Right in the heart of Lisbon you will find the Lisbon Zoo. The zoo has an incredible variety of animals on show from Lions to Dolphins. There are also plenty of activities for the kids, so it is the perfect destination if you are on a city break with the family.
The Alfama District is the oldest district in Lisbon and is also known as the ‘village within a city. As one of the only areas of Lisbon not to be destroyed or damaged by the earthquake in 1755, much of the Alfama many historical landmarks remain. The area has plenty of Fado bars (a local music genre which originated in Lisbon) and restaurants cooking local cuisine. Have a stroll through the area at your own pace or take a tour and learn more about the history of this enchanted segment of the city.
Praça do Comércio
Praça do Comércio, or the Terreiro do Paço as it is otherwise known, is the largest plaza in Lisbon. Located on the banks of the Tagus River it was a replacement to the Ribeira Palace which was destroyed in the earthquake in 1755. This is a great spot for tourists, not only for its grand architecture, but it is a transport hub location. From here you can take a tram to the Belem District.
Eduardo VII Park
The largest public park in the whole of Lisbon, the 64-acre gardens raised location provides views overlooking the city. Two large greenhouses with ponds, tropical plants and cacti are the main attractions of the park. The park is also used for concerts and cultural events.
Map of Lisbon
History and Culture of Lisbon
Prior to Roman existence the area of Lisbon was inhabited by Pre-Celtic and then Celtic tribes. There are still, even to this day, of evidence of their existence on the outskirts of the Lisbon area.

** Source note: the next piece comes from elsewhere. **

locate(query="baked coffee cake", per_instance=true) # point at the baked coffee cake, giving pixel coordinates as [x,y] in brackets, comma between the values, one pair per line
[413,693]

The Roman era began in 202 BC, and during this time the city thrived. It was economically strong and was technologically advanced compared to other cities. Also known for its fish sauce called Garum, Rome’s high society requested much of the produce to be delivered to Rome. In the first half of the 5th century, barbarian control overcame Lisbon due to the collapse of the Western Roman Empire.
From the beginning of the 8th century the city was once again invaded, this time by Muslim forces. Muslim rule followed, and many Mosque’s and houses were built. When visiting the Alfama District area, you will still see remnants of this period. During the 11th and 12th centuries, again Lisbon was invaded several times, eventually returning to Christian rule.
In the centuries that followed the city significantly expanded due to the wealth it was receiving through trade. Although due to a crisis, Portugal lost its independence from Spain. Many wars between the Spanish and Portuguese broke out finally leading to the signing of the Treaty of Lisbon, which was a peace treaty between the two nations.
1755 saw a major earthquake hit the area which destroyed a large portion of the city. Instead of trying to rebuild what had been destroyed, new plans for redevelopment were put into place largely around where the city is today.
During the World War II Portugal remained neutral but was a major port, where refugees from war ridden countries were fleeing to the US.